Secondo quanto ha dichiarato Elmar Schnee, a capo della divisione farmaceutica di Merck KGaA, le autorità regolatorie europee si sono allarmate perché quattro pazienti arruolati negli studi clinici hanno sviluppato un tumore e vi è stato un caso di linfopenia. Il funzionario ha fatto rilevare come questi numeri non fossero statisticamente significativi.

Finora il farmaco è stato approvato nell'ex Unione Sovietica (il 12 luglio) e in Australia ( il 3 settembre).

Negli Stati Uniti, a fine giugno, Merck Serono ha dovuto ridepositare all'Fda la domanda di registrazione di cladribina, in un primo tempo respinta dall'agenzia americana. Un mese dopo il farmaco  ha ricevuto la "priority review', l'esame accelerato del dossier registrativo (6 mesi anziché i canonici 10).

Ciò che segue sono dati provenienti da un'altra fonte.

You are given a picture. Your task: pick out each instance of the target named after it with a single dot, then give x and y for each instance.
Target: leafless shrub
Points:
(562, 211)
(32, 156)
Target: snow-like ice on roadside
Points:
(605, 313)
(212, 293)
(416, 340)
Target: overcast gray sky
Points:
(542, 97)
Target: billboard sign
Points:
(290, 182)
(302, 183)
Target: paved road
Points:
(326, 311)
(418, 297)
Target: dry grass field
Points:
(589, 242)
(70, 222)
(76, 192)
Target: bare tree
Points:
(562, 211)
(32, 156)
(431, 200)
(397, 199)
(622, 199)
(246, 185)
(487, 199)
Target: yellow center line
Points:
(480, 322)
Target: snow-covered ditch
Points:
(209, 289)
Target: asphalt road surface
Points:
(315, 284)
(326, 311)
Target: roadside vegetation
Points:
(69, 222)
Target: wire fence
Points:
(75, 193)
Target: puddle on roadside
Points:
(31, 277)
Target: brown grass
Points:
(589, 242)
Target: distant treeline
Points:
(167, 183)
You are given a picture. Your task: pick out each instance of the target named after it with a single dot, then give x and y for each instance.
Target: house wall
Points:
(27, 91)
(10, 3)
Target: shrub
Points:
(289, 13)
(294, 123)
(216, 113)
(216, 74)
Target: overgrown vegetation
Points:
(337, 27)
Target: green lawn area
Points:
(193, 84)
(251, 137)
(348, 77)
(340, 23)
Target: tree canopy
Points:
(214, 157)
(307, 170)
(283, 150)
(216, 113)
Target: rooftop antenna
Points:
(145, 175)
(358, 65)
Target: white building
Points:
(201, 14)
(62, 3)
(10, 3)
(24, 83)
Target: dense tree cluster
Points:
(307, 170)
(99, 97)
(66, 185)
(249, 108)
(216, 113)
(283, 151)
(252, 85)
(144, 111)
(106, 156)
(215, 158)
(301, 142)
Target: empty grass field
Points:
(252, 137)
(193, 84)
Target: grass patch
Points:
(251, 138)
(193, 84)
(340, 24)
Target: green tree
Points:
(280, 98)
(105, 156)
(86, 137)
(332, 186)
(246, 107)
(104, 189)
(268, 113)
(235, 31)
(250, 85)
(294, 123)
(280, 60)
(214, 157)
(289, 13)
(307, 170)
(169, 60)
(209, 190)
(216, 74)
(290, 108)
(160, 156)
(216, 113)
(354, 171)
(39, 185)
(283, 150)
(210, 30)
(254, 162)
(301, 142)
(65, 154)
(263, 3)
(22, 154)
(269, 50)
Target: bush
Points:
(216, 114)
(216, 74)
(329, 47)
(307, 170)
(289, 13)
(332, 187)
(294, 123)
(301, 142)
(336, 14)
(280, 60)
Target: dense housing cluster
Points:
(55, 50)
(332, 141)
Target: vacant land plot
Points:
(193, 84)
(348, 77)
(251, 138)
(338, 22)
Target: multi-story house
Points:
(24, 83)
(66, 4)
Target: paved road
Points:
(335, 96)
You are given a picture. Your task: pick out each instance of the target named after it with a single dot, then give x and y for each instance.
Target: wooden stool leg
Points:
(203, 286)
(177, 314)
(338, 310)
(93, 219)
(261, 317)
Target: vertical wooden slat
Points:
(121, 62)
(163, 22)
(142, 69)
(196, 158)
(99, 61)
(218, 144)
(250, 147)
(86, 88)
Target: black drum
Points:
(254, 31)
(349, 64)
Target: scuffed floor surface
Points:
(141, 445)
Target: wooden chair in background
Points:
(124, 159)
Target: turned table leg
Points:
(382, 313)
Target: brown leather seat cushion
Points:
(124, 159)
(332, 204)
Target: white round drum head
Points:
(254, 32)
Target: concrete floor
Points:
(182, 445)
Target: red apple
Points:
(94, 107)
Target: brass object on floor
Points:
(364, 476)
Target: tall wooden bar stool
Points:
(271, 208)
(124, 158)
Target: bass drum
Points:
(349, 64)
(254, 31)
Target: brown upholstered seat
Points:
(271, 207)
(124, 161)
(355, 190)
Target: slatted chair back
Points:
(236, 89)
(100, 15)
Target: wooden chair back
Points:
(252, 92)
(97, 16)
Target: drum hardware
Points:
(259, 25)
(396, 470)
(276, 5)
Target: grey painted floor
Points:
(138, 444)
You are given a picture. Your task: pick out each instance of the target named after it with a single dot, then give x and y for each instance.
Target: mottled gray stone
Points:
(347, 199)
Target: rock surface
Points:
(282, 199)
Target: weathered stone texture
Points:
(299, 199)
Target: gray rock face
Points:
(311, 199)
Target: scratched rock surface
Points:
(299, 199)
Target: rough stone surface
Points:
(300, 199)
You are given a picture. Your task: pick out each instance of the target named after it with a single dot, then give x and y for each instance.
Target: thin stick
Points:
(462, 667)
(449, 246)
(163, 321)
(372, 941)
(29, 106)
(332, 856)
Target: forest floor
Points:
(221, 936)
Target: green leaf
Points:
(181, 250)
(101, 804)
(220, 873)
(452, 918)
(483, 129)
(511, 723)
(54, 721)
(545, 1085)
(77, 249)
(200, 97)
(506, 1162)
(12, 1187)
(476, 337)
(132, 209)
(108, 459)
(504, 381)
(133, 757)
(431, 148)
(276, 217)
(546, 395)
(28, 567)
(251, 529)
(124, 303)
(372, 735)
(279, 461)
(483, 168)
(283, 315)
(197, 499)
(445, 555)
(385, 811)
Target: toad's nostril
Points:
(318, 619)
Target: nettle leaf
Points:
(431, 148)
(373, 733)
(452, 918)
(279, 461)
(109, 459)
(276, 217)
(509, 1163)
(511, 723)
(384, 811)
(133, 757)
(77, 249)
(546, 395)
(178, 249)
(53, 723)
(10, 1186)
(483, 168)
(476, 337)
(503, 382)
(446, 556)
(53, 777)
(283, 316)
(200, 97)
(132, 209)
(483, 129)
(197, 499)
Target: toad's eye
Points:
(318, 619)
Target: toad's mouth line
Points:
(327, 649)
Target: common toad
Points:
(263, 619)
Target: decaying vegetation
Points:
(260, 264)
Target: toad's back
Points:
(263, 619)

A questo punto la gara tra cladribina e fingolimod per quale fosse il primo farmaco orale contro la sclerosi multipla è andata ad appannaggio del farmaco sviluppo da Novartis. Pochi giorni fa fingolimod ha ricevuto l'Ok da parte dell'Fda e la decisione dell'Ema è attesa nei prossimi mesi.

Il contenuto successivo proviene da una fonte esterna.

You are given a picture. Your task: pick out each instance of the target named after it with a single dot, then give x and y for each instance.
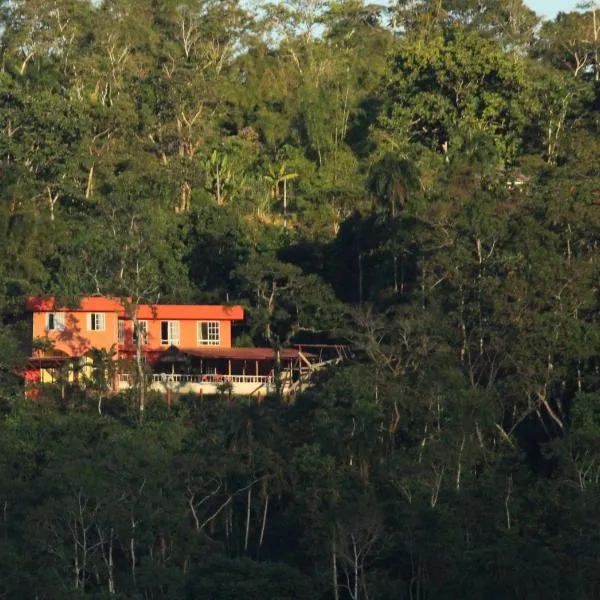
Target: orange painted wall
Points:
(75, 339)
(187, 334)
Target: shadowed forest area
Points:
(419, 182)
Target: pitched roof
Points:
(217, 312)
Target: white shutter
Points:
(174, 333)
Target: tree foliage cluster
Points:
(419, 181)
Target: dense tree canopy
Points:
(418, 181)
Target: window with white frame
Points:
(121, 331)
(96, 322)
(209, 333)
(169, 333)
(141, 330)
(55, 321)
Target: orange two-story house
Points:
(190, 345)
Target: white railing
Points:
(213, 378)
(209, 378)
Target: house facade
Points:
(186, 348)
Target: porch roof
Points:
(237, 353)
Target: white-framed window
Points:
(121, 331)
(169, 333)
(142, 329)
(96, 322)
(55, 321)
(208, 333)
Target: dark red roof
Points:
(241, 353)
(217, 312)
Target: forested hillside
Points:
(419, 182)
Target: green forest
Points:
(418, 181)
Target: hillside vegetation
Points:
(419, 182)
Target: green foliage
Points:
(419, 183)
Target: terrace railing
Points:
(213, 378)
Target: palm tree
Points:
(276, 178)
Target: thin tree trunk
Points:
(248, 502)
(264, 521)
(336, 591)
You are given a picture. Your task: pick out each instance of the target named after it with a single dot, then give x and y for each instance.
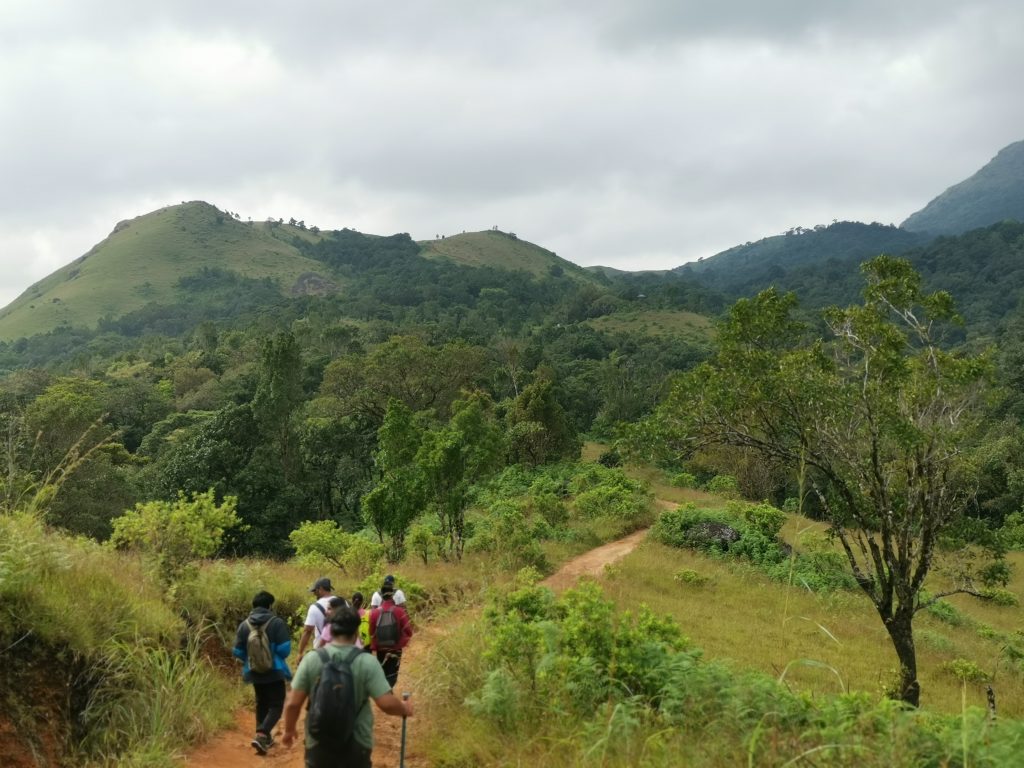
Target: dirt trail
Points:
(231, 750)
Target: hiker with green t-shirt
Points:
(368, 682)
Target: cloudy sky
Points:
(633, 133)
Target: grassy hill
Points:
(659, 323)
(993, 194)
(504, 251)
(750, 267)
(143, 259)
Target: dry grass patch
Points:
(816, 643)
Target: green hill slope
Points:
(503, 251)
(748, 268)
(994, 194)
(144, 258)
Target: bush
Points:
(1001, 597)
(684, 480)
(690, 578)
(724, 485)
(172, 536)
(966, 671)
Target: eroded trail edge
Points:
(230, 749)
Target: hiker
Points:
(316, 614)
(390, 631)
(263, 642)
(368, 682)
(398, 594)
(333, 603)
(364, 640)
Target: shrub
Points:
(724, 485)
(967, 671)
(690, 578)
(172, 536)
(1000, 597)
(946, 612)
(764, 518)
(684, 480)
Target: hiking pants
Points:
(390, 662)
(321, 757)
(269, 705)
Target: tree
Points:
(392, 505)
(878, 420)
(539, 429)
(172, 535)
(454, 457)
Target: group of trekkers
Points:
(355, 653)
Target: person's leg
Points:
(262, 702)
(273, 700)
(320, 757)
(390, 662)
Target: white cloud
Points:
(639, 135)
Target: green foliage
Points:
(891, 473)
(764, 518)
(539, 428)
(1013, 531)
(321, 542)
(1001, 597)
(684, 480)
(817, 566)
(690, 578)
(723, 485)
(172, 536)
(946, 612)
(965, 670)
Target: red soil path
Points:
(231, 750)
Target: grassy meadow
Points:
(178, 242)
(498, 249)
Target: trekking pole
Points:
(401, 753)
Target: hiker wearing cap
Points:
(263, 642)
(333, 604)
(399, 596)
(390, 632)
(368, 682)
(316, 614)
(363, 641)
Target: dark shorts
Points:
(355, 757)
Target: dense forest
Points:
(419, 411)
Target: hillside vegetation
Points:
(502, 250)
(992, 195)
(144, 259)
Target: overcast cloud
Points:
(637, 134)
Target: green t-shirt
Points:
(369, 681)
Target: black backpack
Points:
(387, 631)
(332, 707)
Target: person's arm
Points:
(283, 642)
(391, 705)
(307, 633)
(239, 651)
(292, 709)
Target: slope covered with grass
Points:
(503, 251)
(142, 261)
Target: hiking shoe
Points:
(262, 743)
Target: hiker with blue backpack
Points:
(390, 632)
(338, 680)
(263, 642)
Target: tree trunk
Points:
(900, 628)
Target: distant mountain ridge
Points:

La domanda di registrazione era supportata dai risultati dello studio CLARITY, il più grande trial di fase III sulla sclerosi multipla recidivante-remittente che ha arruolato complessivamente oltre 1.300 pazienti con questa patologia. I pazienti trattati con la dose più bassa di cladribina hanno avuto una riduzione del 58% del tasso di ricaduta annuale nella malattia, mentre la dose più elevata del farmaco ha determinato una riduzione del 55%. Nel corso  dei due anni di studio la terapia con cladribina ha determinato una riduzione del 30% nel rischio di progressione della disabilità.

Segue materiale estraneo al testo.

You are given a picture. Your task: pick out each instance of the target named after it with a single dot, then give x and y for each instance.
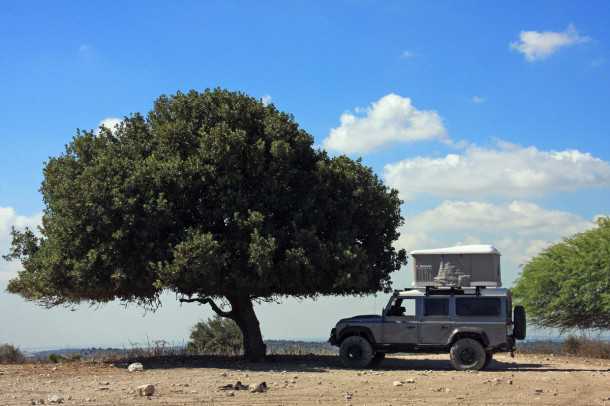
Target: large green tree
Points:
(567, 286)
(212, 195)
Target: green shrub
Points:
(56, 358)
(10, 354)
(215, 336)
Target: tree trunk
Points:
(243, 314)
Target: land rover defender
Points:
(471, 323)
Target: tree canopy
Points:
(212, 195)
(567, 286)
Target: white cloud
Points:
(519, 229)
(266, 100)
(390, 119)
(109, 122)
(537, 45)
(507, 170)
(8, 219)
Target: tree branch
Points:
(207, 300)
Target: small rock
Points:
(55, 399)
(135, 367)
(146, 390)
(258, 388)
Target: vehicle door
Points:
(400, 323)
(436, 323)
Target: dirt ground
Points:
(319, 380)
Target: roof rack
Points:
(453, 290)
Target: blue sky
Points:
(513, 98)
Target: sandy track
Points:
(317, 381)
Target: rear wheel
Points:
(519, 322)
(356, 352)
(468, 354)
(488, 358)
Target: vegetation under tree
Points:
(218, 335)
(214, 196)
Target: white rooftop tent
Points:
(464, 265)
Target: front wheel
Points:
(356, 352)
(468, 354)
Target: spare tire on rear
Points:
(519, 323)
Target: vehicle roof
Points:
(467, 292)
(460, 249)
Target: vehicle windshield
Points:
(401, 307)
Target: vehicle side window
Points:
(488, 306)
(436, 307)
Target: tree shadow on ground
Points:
(324, 363)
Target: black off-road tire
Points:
(488, 358)
(519, 323)
(356, 352)
(468, 354)
(377, 359)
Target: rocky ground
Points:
(401, 380)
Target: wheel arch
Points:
(356, 331)
(474, 333)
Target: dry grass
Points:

Cladribina è una piccola molecola che interferisce con il comportamento e la proliferazione di alcuni globuli bianchi, in particolare i linfociti, che sono coinvolti nel processo patologico della SM. Più precisamente, il farmaco è un analogo della purina che mina l'azione dell'adenosina e perciò inibisce l'azione dell'adenosina deaminasi. E' facilmente distrutta dalle cellule del nostro organismo ad eccezione di quelle ematiche con il risultato di avere un'azione molto mirata e un buon profilo di tollerabilità.